The Patient Protection and Affordable Care Act (PPACA) was signed into law on March 23, 2010. In addition to expanding health insurance coverage to an estimated 32 million individuals by 2019, the bill has myriad components that will have widespread effects on the health care system.1 Academic health centers (AHCs) will be among the many institutions touched by the reforms enacted by the PPACA. Will these reforms be powerful enough to shake AHCs out of their traditional business model of delivering highly specialized services to become more integrated, patient-centered delivery systems?
The PPACA will challenge the way hospitals do business. By 2014, hospitals will experience a cut in Medicaid and Medicare Disproportionate Share payments of $14 B and $22.1 B, respectively—and these cuts will fall disproportionately on teaching hospitals. Some of the cuts will be offset by decreases in uncompensated care liabilities as fewer patients are uninsured. A more fundamental challenge will come from the pressures on AHCs to become Accountable Care Organizations (ACOs). To participate in Medicare ACO pilots, hospitals and their physician staff must collaborate to improve quality of care and cost efficiency for a defined population of patients in what is in essence a Medicare Shared Savings Program. The success of an ACO will depend on strong hospital–physician alignment.2
In the ACO model, the financial incentives for an AHC would change 180 degrees. Under the traditional fee-for-service business model, AHCs tend to value primary care physicians only insofar as they are “feeders” of patients into the lucrative tertiary care clinical enterprise—with the key metric being the “downstream revenue” a practice produces for an AHC. A high-performing primary care practice that keeps its patients out of the hospital and imaging suites may be scorned as “destroying demand.” Under the shared-savings incentives of an ACO, where AHC profitability depends on achieving the best quality in the most cost-effective manner, high performing primary care practices suddenly become a business asset to an AHC.3
The reality is that the financial incentives for AHCs will not make a complete 180-degree turn in the near future. CMS will roll out ACOs in a scaled manner, and it remains unclear whether private health plans will follow suit. AHCs will therefore find themselves having to operate in a hybrid financial model. Much of their business will continue to consist of the traditional, highly remunerated tertiary care services, while for patients sponsored by payers that have shifted to an ACO payment model, the incentives will reward good primary care and integration of services. Departments of family medicine have a role to play at AHCs not only in leading the ACO effort, but also in helping AHCs to avoid succumbing to a pathologically split personality under a hybrid business model. Family medicine can help AHCs to recognize underlying principles of exemplary patient care that are applicable to both business models.
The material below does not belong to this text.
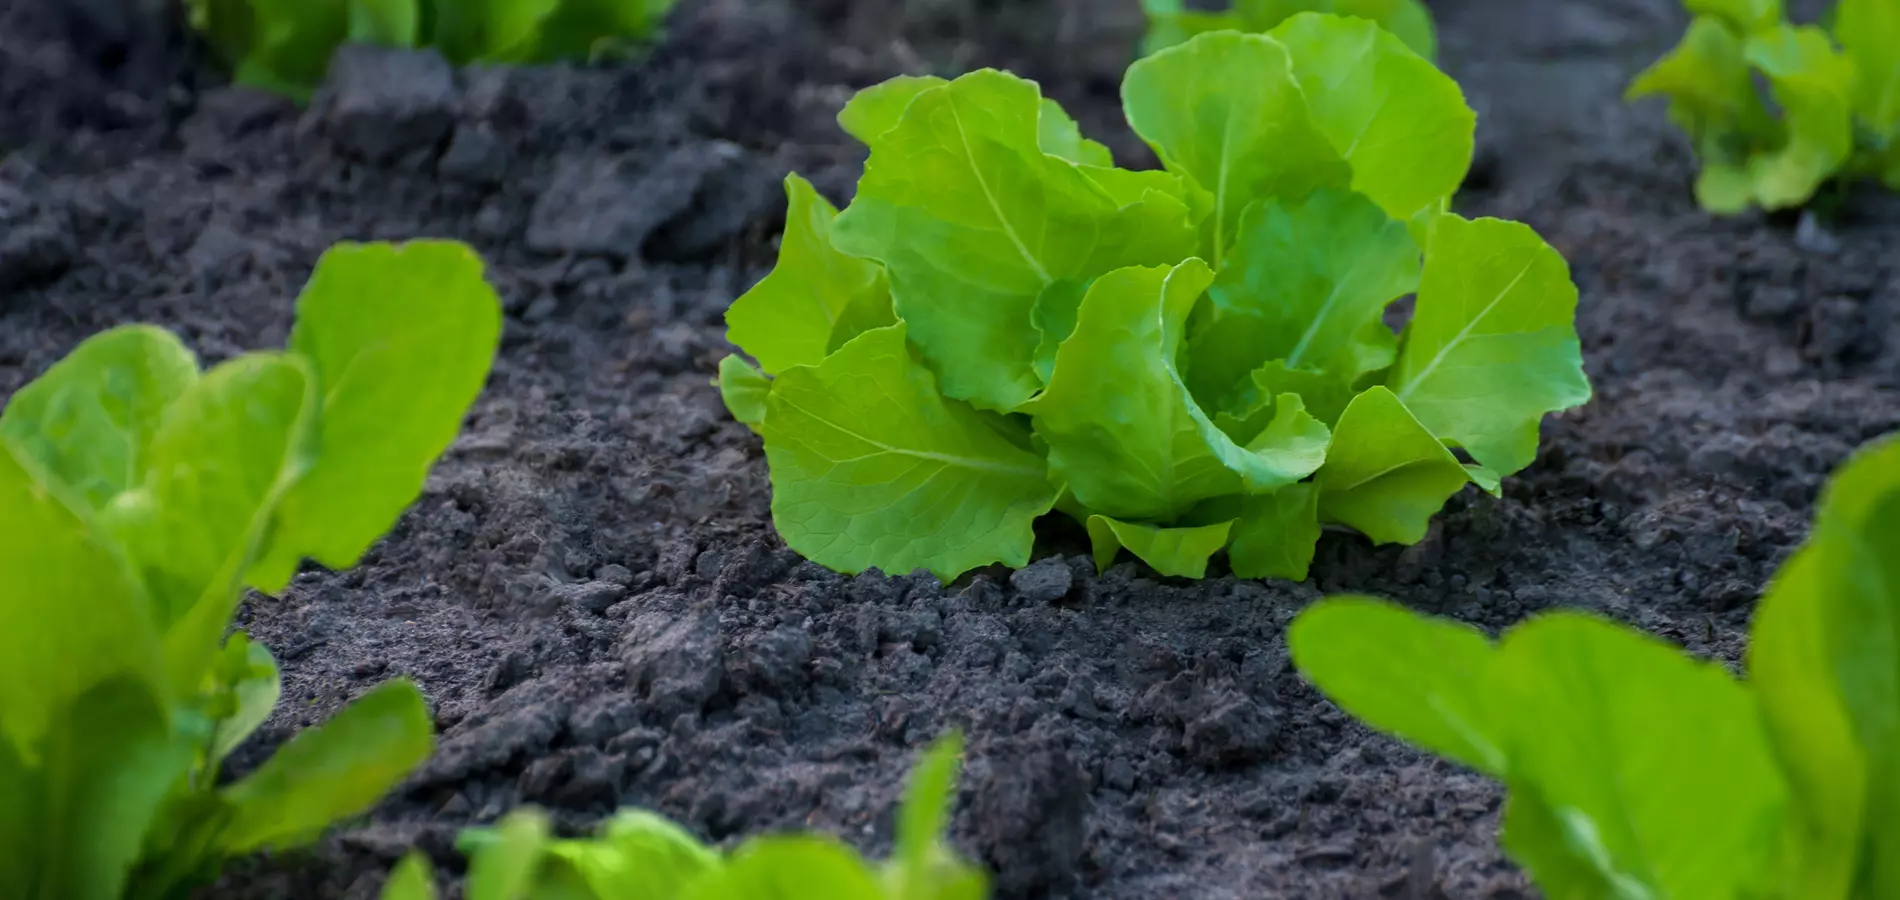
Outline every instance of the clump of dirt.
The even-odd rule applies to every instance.
[[[1618,96],[1674,4],[1535,6],[1434,4],[1482,116],[1459,205],[1569,258],[1597,391],[1502,498],[1461,495],[1416,547],[1329,535],[1304,585],[1098,576],[1052,530],[1031,570],[943,586],[777,540],[758,441],[709,383],[721,314],[771,264],[786,171],[849,199],[863,151],[831,117],[888,75],[1012,67],[1148,159],[1117,100],[1134,3],[701,0],[624,67],[352,52],[299,109],[223,86],[175,28],[100,51],[96,23],[21,0],[0,392],[130,320],[210,359],[277,343],[337,240],[468,241],[507,304],[489,388],[397,530],[241,621],[285,689],[235,771],[395,675],[439,751],[365,821],[206,895],[370,897],[412,846],[457,871],[455,833],[524,803],[881,852],[909,764],[955,727],[954,837],[1001,897],[1527,896],[1499,790],[1327,703],[1287,622],[1330,591],[1491,628],[1561,606],[1734,661],[1826,473],[1900,428],[1900,213],[1703,215],[1681,140]]]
The changing business model for AHCs will also have implications for their educational mission. Among the strongest influences on the educational character of AHCs are NIH research funds and the traditional AHC patient care business model, both of which reward specialization and a narrow biomedical focus. AHCs have favored higher revenue-generating specialty training over primary care positions. As Iglehart recently observed,
“Since 1997, when the BBA imposed a cap on the number of GME positions that Medicare would support, teaching hospitals have created 8000 new training positions without Medicare funding, and most of them have been in subspecialty fellowship positions, not primary care. These spots led to growth in the specialties that provided revenue for the hospitals.”4
Pressures on AHCs to refashion themselves as ACOs may have a ripple effect that shifts their priorities for medical education, providing an incentive to train more primary care residents as part of a move to expand the primary care base of the clinical enterprise.
Historically, the missions of departments of family medicine have not been completely in sync with the missions of AHCs. Family medicine and AHCs now have an opportunity for greater alignment of their missions. More than ever, the nation seems to understand that our health care system will not survive in the absence of a robust foundation of primary care. The policies being put into motion by the PPACA have the potential to make the institutions that have been among those most resistant to this understanding—the nation’s Academic Health Centers—appreciate that they now have a strong self-interest in a more fully developed role for primary care.
This commentary was prepared by the Chair and Vice Chair of the ADFM Legislative Affairs Committee and reviewed by the ADFM Executive Committee.
- © 2010 Annals of Family Medicine, Inc.